Bristol, 27 juillet 1862
A M. B.
Bien cher frère,
Vous vous trompez si vous pensez que je vous considère comme un fainéant. Jamais une idée pareille ne m’est venue à l’esprit. J’ai quelquefois pensé que vous manquiez de courage. Je ne doute pas que le jugement que vous portez sur vous-même ne soit exact. Quant à G., j’ignore les détails de ce qui s’y est passé. M. K., qui m’a visité l’autre jour, m’en a raconté quelques-uns. Toute cette histoire m’a été profondément pénible, pour la famille, mais aussi pour celui qui a causé le scandale. Il a été dévoué ; il a souffert autrefois pour le Seigneur. Ce devrait être un poids sur tous les esprits que la pensée qu’il en est là. Je n’ai aucune idée en ce moment de ce qui a amené la catastrophe, comment l’enquête s’est faite, comment l’affaire est revenue sur le tapis. Mais, quels que soient les instruments, il faut regarder plus haut. Si la main de Dieu est sur nous, c’est sa main, en amour sans doute, mais sa main. Je ne crois pas que le mal qu’on a jugé dans ce pauvre frère, soit la seule chose qui ait forcé Dieu à placer son ouvrier sous la férule, car il a été son ouvrier. Son caractère inflexible a rendu la discipline nécessaire, au moins à ce qu’il me semble. Dieu n’aurait jamais permis le mal, mais il aurait pu amener son cœur à fléchir et à se repentir, sans le mettre en scène devant tout le monde, ainsi qu’il l’a fait. Combien de chrétiens en chute il a ménagés et traités avec une douceur dont l’homme, peut-être, aurait dit qu’ils ne la méritaient pas, et qu’eux-mêmes ont dit et senti ne pas mériter, car il n’aime pas à nous blesser et à nous briser. Pourquoi ce pauvre X, a-t-il été traîné en public pour ses fautes ? Il se peut que tel ou tel en ait été l’instrument, et que d’autres aient été aigris contre lui ; mais c’est Dieu qui tient tous les cœurs dans ses mains. Ce que j’espère, c’est que Dieu, dans sa grâce, Dieu qui agit toujours en amour, agira par ces moyens, quelque douloureux qu’ils soient, pour amener ce frère à la douceur, pour l’engager à se juger, à s’humilier devant Dieu ; alors, certes, Dieu le bénira, et je le désire de tout mon cœur. Il se peut que Dieu ait jugé nécessaire de traiter durement ce mal, de peur qu’il ne s’enracinât ; quoiqu’il en soit, il nous faut regarder à ses voies.

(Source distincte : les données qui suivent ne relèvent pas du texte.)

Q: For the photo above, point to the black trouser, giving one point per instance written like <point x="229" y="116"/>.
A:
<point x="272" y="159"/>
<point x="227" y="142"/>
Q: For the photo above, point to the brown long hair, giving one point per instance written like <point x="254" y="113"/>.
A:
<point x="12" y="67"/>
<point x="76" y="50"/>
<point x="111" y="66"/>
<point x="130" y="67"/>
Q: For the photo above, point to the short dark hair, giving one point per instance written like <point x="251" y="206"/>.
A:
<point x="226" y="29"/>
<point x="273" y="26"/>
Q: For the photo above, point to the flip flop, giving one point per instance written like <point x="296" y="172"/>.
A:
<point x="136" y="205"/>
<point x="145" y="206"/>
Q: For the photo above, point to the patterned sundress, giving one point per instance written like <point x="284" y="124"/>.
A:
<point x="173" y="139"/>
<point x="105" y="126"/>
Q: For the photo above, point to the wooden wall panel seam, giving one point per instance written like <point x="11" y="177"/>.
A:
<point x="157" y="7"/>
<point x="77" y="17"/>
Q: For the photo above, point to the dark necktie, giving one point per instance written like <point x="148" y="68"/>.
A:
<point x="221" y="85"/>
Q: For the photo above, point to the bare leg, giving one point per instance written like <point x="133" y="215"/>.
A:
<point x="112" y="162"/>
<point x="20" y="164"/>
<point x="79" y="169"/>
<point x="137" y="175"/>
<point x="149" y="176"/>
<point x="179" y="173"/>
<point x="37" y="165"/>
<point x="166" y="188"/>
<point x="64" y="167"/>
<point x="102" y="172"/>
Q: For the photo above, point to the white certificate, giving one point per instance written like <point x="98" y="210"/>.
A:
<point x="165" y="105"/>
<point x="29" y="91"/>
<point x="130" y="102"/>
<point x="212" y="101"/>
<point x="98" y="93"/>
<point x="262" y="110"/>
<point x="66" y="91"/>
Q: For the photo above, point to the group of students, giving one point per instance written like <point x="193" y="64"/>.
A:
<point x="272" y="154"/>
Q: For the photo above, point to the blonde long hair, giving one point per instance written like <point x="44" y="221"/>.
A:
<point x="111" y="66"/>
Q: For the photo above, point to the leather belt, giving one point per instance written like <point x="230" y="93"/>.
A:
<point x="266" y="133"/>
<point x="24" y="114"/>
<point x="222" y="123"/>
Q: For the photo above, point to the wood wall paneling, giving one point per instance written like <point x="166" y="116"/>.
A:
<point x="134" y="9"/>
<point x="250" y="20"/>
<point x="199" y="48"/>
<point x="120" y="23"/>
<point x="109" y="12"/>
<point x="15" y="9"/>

Je n’ai porté aucun jugement sur votre déménagement ; là où la sagesse de l’homme fait défaut, Dieu nous conduit et dirige les affaires de sa chère Eglise à travers nos faiblesses et même par le moyen de nos faiblesses, si notre cœur est droit. J’espère que vous serez béni à V., et je ne vous blâme aucunement de ce que vous donniez des leçons.
Je désire de tout mon cœur que Dieu pousse des ouvriers dans sa moisson ; mais personne ne peut dépasser son don, et ce qu’il fait au-delà ne peut qu’être nuisible à lui-même et peut-être à tous. Oui, je demande que Dieu suscite des ouvriers ; qu’il y ait de la foi, du dévouement ; je le demande de tout mon cœur, mais je ne prétends pas même avoir une opinion sur tous les cas qui surgissent. Je m’intéresse profondément à l’œuvre, vous pouvez bien le croire ; par conséquent, l’activité des ouvriers me touche de près, mais je crois que notre Dieu tient la haute main sur tout, et ma confiance est dans sa bonté et dans sa fidélité. Naturellement, quand on s’intéresse beaucoup à une chose, on pense à tout ce qui arrive. On m’accuse de trop de laisser aller, mais il me semble que je me fie à Dieu, car l’œuvre est à lui. Si je puis être utile dans cette œuvre, c’est une grâce qu’il me confère, mais je vois que, souvent, quand on veut trop gouverner et diriger, c’est la foi en Dieu qui manque.
Quant à mon voyage au Canada, des affaires de famille ont arrêté le frère qui connaît le pays et qui devait me conduire…
Saluez affectueusement les frères. Si je ne pars pas pour le Canada, j’ai un peu l’espoir de les voir.
Que Dieu garde et bénisse votre femme.
Votre toujours affectionné frère.
P.-S. – Je viens d’avoir d’excellentes réunions en province, et les frères en général vont bien.